Pada kontruks kehidupan sendiri, melalui dalih kemajuan tersebut manusia berlomba-lomba untuk menghancurkan alam demi meraup keuntungan yang berlipat ganda. Perilaku desktruktif yang dikembangkan manusia seolah menempatkan manusia pada posisi superpower, yang mana melihat alam dan lingkungan hanya sebatas objek yang cenderung pasif. Persepsi ini secara perlahan menghantarkan manusia menghilangkan empati dan kesadaran kesemestaan, dan tidak lagi melihat ibu bumi atau semesta alam sebagai organisme aktif yang perlu dijaga, dipelihara, dan dirawat untuk keberlangsungan hidup di masa mendatang.
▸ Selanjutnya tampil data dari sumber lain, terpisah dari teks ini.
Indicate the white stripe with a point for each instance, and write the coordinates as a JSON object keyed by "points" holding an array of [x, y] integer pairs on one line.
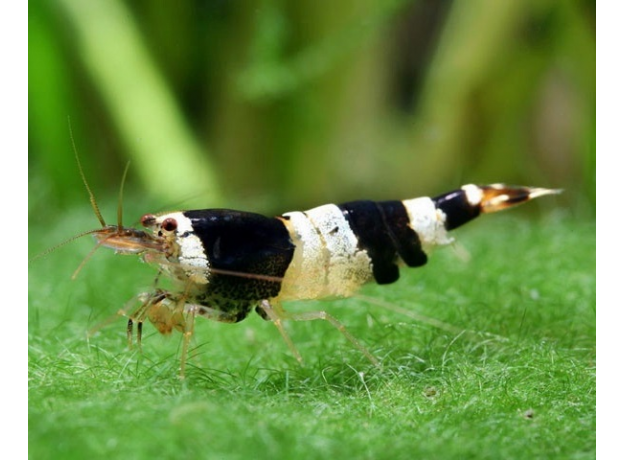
{"points": [[327, 259], [428, 222], [192, 258]]}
Erich Fromm dalam bukunya Revolusi dan Harapan menuliskan manusia yang hadir pada era atau jaman modern sebagai “masyarakat yang temekanisasi secara lengkap, tunduk pada output materi dan konsumsi maksimal, diarahkan oleh komputer-komputer. Pada proses sosial, manusia dialih bentuk menjadi sebuah bagian dari mesin total yang cukup makan dan terhibur, namun pasif, tak hidup, dan hanya punya sendikit perasaan. Dengan kemenangan masyarakat baru, individualisme dan privasi akan menghilang, perasaan terhadap orang lain akan didorong oleh kondisi psikologis dan perkakas-perkakas lain” Erich Fromm secara gamblang juga menjelaskan bahwa dampak termekanisasinya manusia kehilangan kontrol atas sistem yang dibuat manusia sendiri. Manusia menjalankan keputusan bukan lagi berdasarkan kesadaran dan perasaan, namun menggantungkan dirinya pada rasio atau perhitungan kalkukasi komputer-komputer serta untung dan rugi. Manusia yang terjebak pada situasi ini tidak memiliki tujuan lain, selain memproduksi dan mengkonsumsi lebih dan lebih.
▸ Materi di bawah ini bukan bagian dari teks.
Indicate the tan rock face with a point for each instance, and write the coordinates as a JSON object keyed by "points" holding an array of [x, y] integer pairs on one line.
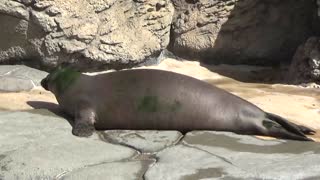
{"points": [[248, 31], [305, 66], [101, 32]]}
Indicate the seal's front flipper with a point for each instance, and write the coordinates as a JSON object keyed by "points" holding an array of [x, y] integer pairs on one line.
{"points": [[84, 121], [306, 130]]}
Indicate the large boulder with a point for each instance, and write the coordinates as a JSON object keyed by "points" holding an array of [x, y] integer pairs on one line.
{"points": [[236, 32], [305, 66], [87, 33]]}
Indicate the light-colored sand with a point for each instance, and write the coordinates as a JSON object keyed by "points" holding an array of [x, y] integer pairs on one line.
{"points": [[299, 105]]}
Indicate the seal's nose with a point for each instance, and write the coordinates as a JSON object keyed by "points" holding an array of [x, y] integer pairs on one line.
{"points": [[44, 83]]}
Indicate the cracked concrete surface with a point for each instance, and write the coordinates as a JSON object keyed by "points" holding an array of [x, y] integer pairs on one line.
{"points": [[38, 144]]}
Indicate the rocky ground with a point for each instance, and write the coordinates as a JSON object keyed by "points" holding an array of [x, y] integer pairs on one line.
{"points": [[36, 142]]}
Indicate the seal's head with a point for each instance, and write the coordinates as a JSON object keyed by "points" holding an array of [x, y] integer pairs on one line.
{"points": [[60, 79]]}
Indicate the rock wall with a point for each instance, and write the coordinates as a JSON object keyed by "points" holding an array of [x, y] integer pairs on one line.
{"points": [[88, 33], [305, 66], [245, 31], [105, 34]]}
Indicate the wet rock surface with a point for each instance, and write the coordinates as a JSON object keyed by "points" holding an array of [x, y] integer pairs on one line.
{"points": [[15, 78], [39, 144]]}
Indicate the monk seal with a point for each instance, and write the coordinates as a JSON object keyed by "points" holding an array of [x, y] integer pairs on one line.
{"points": [[146, 99]]}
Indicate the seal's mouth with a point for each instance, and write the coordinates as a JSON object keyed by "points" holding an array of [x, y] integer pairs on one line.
{"points": [[44, 84]]}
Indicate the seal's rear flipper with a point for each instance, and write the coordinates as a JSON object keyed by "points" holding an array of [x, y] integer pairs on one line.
{"points": [[280, 127]]}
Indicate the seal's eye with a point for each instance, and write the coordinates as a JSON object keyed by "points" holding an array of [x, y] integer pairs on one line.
{"points": [[44, 83]]}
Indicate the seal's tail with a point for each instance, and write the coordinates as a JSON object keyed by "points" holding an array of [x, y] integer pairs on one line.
{"points": [[286, 129]]}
Lantas bagaimana hubungan apa yang disampaikan oleh Fromm dengan banyaknya atau menumpuknya sampah dan limbah?

Benang merah dari tali perhubungan tersebut terletak pada hilangnya perasaan karena kemajuan yang dihasilkan. Manusia modern yang memiliki orientasi untuk memproduksi dan mengkonsumsi lebih dan lebih lagi, tidak akan memikirkan dampak dari apa yang mereka lakukan. Selama hal tersbut membawa keuntungan bagi diri pribadi mereka, maka pertimbangan kelestariaan alam bukan menjadi hal yang penting. Manusia yang terpisah atau teraleniasi dari lingkungan, akan kehilangan perasaan kemanunggalannya dengan semesta alam. Hal ini lah yang pada akhirnya menyebabkan manusia kehilangan kesadaran bahwa dirinya dan semesta alam atau lingkungan merupakan satu kesatuan atau saling memiliki hubungan timbal balik.

Lantas setelah semua ini terjadi, darimana kita harus memulai?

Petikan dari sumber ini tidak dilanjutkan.